Pandas (Panel Data) provides high-performance, easy-to-use data structures for structured data. The two workhorses are Series (1D labeled array) and DataFrame (2D labeled table).
Core concepts
- Series — one column with an index (row labels)
- DataFrame — table of Series sharing the same index
- Index — row labels; can be integers, strings, or datetimes
- Alignment — operations match on labels, not just position
- Vectorization — column math delegates to NumPy under the hood
Typical use cases
- Exploratory data analysis (EDA) on CSV/Parquet/SQL results
- Cleaning, filtering, and aggregating business metrics
- Feature engineering before machine learning
- Time-series analysis (sales, sensors, logs)
Import convention
import pandas as pd
import numpy as np
s = pd.Series([10, 20, 30], index=['a', 'b', 'c'])
df = pd.DataFrame({'x': s, 'y': [1, 2, 3]})
print(s)
print(df)
Important interview questions and answers
- Q: Series vs DataFrame?
A: Series is 1D with one index; DataFrame is 2D with shared row index and multiple named columns. - Q: Why import as pd?

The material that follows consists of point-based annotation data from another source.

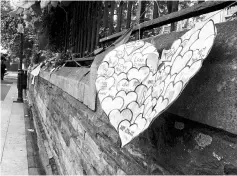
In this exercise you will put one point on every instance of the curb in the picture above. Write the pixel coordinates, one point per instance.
(34, 163)
(48, 163)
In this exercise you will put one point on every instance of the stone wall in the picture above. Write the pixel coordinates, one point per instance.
(78, 139)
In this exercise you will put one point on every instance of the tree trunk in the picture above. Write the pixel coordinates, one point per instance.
(173, 6)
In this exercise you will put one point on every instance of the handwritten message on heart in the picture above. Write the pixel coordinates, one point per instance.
(135, 86)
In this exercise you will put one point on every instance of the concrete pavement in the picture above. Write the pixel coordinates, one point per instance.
(13, 139)
(19, 153)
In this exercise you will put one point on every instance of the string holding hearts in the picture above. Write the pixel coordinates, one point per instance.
(135, 85)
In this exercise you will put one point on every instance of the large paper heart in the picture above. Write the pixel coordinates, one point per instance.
(135, 86)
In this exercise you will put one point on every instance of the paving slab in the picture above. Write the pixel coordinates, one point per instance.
(13, 140)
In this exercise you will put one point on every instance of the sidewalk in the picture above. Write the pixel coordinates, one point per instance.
(13, 139)
(19, 151)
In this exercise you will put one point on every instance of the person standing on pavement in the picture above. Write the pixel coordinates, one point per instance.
(3, 67)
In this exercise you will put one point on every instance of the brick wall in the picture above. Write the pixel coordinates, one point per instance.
(78, 139)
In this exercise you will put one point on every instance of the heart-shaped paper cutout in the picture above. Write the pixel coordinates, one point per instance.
(134, 86)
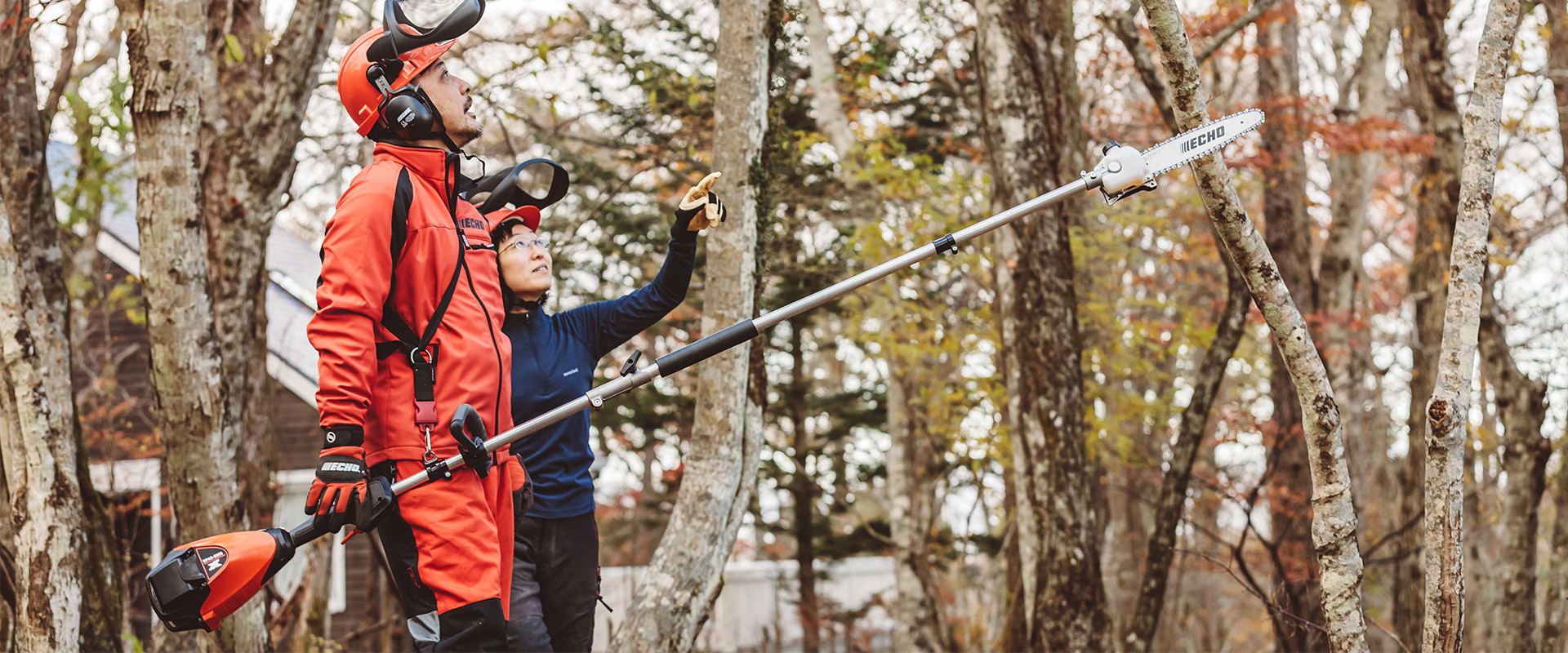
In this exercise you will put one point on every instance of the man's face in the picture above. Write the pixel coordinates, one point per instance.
(451, 96)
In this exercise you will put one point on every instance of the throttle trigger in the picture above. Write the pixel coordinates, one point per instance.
(630, 362)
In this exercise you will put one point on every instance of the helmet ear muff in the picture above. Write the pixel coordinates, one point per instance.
(405, 112)
(408, 113)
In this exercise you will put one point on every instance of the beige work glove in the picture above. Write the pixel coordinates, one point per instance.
(702, 196)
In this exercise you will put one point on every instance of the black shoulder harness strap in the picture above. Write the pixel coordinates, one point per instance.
(421, 358)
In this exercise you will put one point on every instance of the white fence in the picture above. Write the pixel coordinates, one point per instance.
(756, 606)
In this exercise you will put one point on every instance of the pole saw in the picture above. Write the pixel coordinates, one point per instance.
(201, 583)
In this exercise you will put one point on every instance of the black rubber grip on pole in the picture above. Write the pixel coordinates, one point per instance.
(706, 348)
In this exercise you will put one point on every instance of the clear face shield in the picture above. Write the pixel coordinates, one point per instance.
(414, 24)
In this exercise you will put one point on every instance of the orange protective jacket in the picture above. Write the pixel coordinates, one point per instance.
(364, 380)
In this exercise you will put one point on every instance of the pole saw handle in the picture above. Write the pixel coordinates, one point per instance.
(468, 428)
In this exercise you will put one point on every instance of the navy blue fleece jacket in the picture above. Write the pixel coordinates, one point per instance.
(552, 362)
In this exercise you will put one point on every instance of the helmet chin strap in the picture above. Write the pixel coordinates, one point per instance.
(533, 304)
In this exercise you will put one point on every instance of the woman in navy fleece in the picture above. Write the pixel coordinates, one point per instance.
(555, 566)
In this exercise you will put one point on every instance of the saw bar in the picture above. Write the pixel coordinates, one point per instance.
(1200, 143)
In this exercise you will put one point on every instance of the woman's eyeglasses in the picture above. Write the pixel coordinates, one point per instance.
(524, 243)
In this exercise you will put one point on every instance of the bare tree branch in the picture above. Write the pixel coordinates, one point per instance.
(1230, 30)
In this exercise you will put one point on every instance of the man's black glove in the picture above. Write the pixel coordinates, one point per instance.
(523, 497)
(341, 480)
(698, 211)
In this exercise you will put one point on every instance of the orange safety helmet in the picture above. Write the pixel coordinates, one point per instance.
(361, 97)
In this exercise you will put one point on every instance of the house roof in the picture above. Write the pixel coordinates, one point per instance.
(292, 269)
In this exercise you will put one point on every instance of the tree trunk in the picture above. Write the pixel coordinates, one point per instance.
(683, 580)
(1288, 233)
(216, 135)
(1431, 78)
(920, 619)
(804, 492)
(825, 99)
(1348, 339)
(1189, 439)
(61, 589)
(1448, 412)
(1036, 140)
(1333, 513)
(1206, 387)
(1523, 406)
(1554, 633)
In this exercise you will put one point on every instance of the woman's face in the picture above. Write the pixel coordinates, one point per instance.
(524, 269)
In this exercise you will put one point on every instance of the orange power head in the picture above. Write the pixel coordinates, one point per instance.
(201, 583)
(204, 581)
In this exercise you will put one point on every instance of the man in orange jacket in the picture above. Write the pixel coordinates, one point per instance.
(408, 329)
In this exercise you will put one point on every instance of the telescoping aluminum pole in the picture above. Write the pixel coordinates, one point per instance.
(204, 581)
(1121, 170)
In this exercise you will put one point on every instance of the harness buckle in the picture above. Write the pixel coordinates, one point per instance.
(425, 417)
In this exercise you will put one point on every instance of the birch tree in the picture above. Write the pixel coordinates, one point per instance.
(216, 107)
(1232, 322)
(1348, 337)
(1288, 233)
(1448, 411)
(1554, 629)
(1521, 403)
(1036, 138)
(684, 576)
(1437, 190)
(1333, 513)
(61, 591)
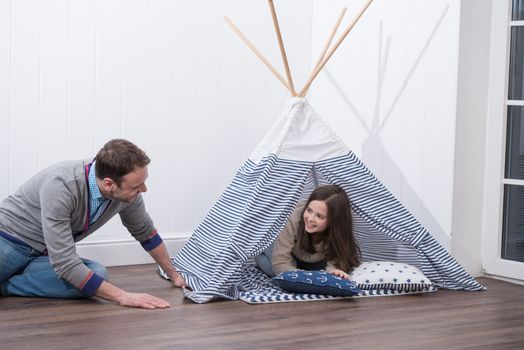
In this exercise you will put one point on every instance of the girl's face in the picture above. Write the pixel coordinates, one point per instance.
(316, 217)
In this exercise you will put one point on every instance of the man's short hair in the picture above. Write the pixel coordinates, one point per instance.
(118, 158)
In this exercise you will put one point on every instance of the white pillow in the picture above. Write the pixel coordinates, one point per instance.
(390, 275)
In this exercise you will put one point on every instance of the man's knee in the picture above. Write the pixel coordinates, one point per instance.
(97, 268)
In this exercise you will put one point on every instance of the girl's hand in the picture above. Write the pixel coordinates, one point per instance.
(340, 273)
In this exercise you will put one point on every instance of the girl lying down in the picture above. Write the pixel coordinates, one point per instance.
(318, 236)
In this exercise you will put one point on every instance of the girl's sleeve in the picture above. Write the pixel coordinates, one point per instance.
(281, 259)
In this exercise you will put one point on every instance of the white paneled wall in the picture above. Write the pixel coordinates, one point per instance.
(167, 75)
(390, 92)
(173, 78)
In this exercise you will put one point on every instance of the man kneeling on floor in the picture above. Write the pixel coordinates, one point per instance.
(63, 204)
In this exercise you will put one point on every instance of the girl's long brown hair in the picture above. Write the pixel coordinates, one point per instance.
(338, 241)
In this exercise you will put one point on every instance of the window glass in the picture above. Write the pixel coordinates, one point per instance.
(516, 64)
(515, 143)
(513, 223)
(518, 10)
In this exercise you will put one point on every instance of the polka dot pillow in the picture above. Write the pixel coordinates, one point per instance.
(390, 275)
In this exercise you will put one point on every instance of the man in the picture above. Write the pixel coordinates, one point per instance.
(63, 204)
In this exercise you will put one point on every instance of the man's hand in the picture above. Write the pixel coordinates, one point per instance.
(111, 292)
(142, 300)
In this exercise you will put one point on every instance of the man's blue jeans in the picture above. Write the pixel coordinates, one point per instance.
(25, 272)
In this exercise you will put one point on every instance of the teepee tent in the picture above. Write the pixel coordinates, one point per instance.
(299, 153)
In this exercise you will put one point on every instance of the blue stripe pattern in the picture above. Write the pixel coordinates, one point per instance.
(256, 205)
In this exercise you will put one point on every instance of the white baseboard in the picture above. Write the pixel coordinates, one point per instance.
(127, 251)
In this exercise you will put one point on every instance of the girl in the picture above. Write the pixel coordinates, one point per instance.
(319, 235)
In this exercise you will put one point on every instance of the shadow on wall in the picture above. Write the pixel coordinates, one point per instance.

A: Universal convention across documentation, Stack Overflow, and production codebases.
Self-check
- Name the two primary Pandas data structures.
- Give one real-world use case for a DataFrame.
Tip: Remember: one bracket df['col'] → Series; two brackets → DataFrame.
Interview prep
- Series vs DataFrame?
Series is one column with index; DataFrame is multiple aligned columns.
- Alignment?
Operations match on index labels—can introduce NaN where labels differ.